Diese Ausbildungs- und Unterstützungskräfte bedürfen natürlich auch einer funktionsfähigen Infrastruktur. An dieser funktionsfähigen Infrastruktur wird weiter gearbeitet. Dementsprechend fließen auch weiter Investitionen in das Land.

Zusatzfrage: Das heißt also, Sie investieren in die Infrastruktur der Afghanen? Oder ist möglicherweise denkbar, dass Kundus als zentraler Punkt noch ausgestaltet wird, also auch für das, was Sie eben genannt haben, dass man also von deutscher Seite aus dort weiter aktiv sein wird? Oder ist das Geld dann quasi sozusagen in diesen Übergangsprozess für die afghanische Seite investiert?

Dienst: Letztendlich wird das Geld in die Zukunft Afghanistans investiert; das würde ich als grobe Überschrift nehmen.

Es wird kurzfristig weiter investiert, um die Funktionsfähigkeit der deutschen Infrastruktur zu verbessern und sicherzustellen, und zwar im Sinne der Funktionsfähigkeit für die deutschen Soldaten. Darüber hinaus wäre es natürlich unsinnig, 2014 aus der deutschen Infrastruktur in irgendeine andere rudimentäre Infrastruktur mit den deutschen Kräften zu wechseln, um diese dann komplett den Afghanen zu überlassen.

In solchen Bereichen, wo die Deutschen sich komplett zurückziehen - diese wird es ja auch geben -, sprechen wir von der Räumung der Installationen. Diese werden dann natürlich im Zweifelsfall unter Umständen afghanischen Sicherheitskräften in dem Zustand übergeben, in dem sie zum Zeitpunkt der Räumung sind. Das heißt aber nicht, dass wir, wie gesagt, sofort alle Maßnahmen einstellen, weil selbst die deutschen Soldaten gegebenenfalls bis 2014 davon noch profitieren. Das Gleiche gilt für die Ausrüstung. Wir verbessern die Ausrüstung auch ständig weiter und hören nicht auf einmal auf, diese Verbesserungen einzubringen, nur weil wir sagen: In zwei Jahren reduzieren wir die Truppen dann vielleicht in erklecklicherer Weise als jetzt.

Zusatzfrage BLANK: Das heißt also, dass das Feldlager in Kundus nicht für die deutschen Truppen und die deutschen Soldaten 2013 geschlossen wird, sondern dass das auch nach 2013 von Bundeswehr und deutschen Polizei- und Sicherheitskräften genutzt wird?
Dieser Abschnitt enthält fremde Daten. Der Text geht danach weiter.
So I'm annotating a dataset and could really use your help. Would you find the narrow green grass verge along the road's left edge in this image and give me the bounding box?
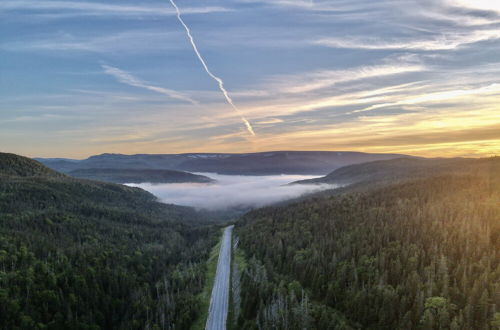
[191,229,224,330]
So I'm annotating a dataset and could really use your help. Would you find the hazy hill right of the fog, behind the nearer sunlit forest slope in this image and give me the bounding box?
[293,157,498,184]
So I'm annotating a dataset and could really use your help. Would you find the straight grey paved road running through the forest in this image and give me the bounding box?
[205,226,234,330]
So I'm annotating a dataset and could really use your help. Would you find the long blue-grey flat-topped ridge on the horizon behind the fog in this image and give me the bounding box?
[37,151,410,175]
Dienst: Ich würde es einmal so formulieren: Es nicht auszuschließen, dass das Lager nach 2014 weiterhin von deutschen Kräften genutzt werden wird. Es gibt ja zwei Schwerpunkte, die wir in Nordafghanistan haben: Das ist einmal das Lager in Masar-i-Scharif sowie das Lager in Kundus. Wie die genaue Ausgestaltung nach 2014 aussieht, wird man dann 2014 sehen. Es wäre aber fatal, heute die Infrastrukturinvestitionen einzufrieren und 2014 auf einmal zu sagen: Ach, eigentlich wäre es gut gewesen, wir hätten im Jahr 2012 mit den Investitionen wie geplant weiter gemacht.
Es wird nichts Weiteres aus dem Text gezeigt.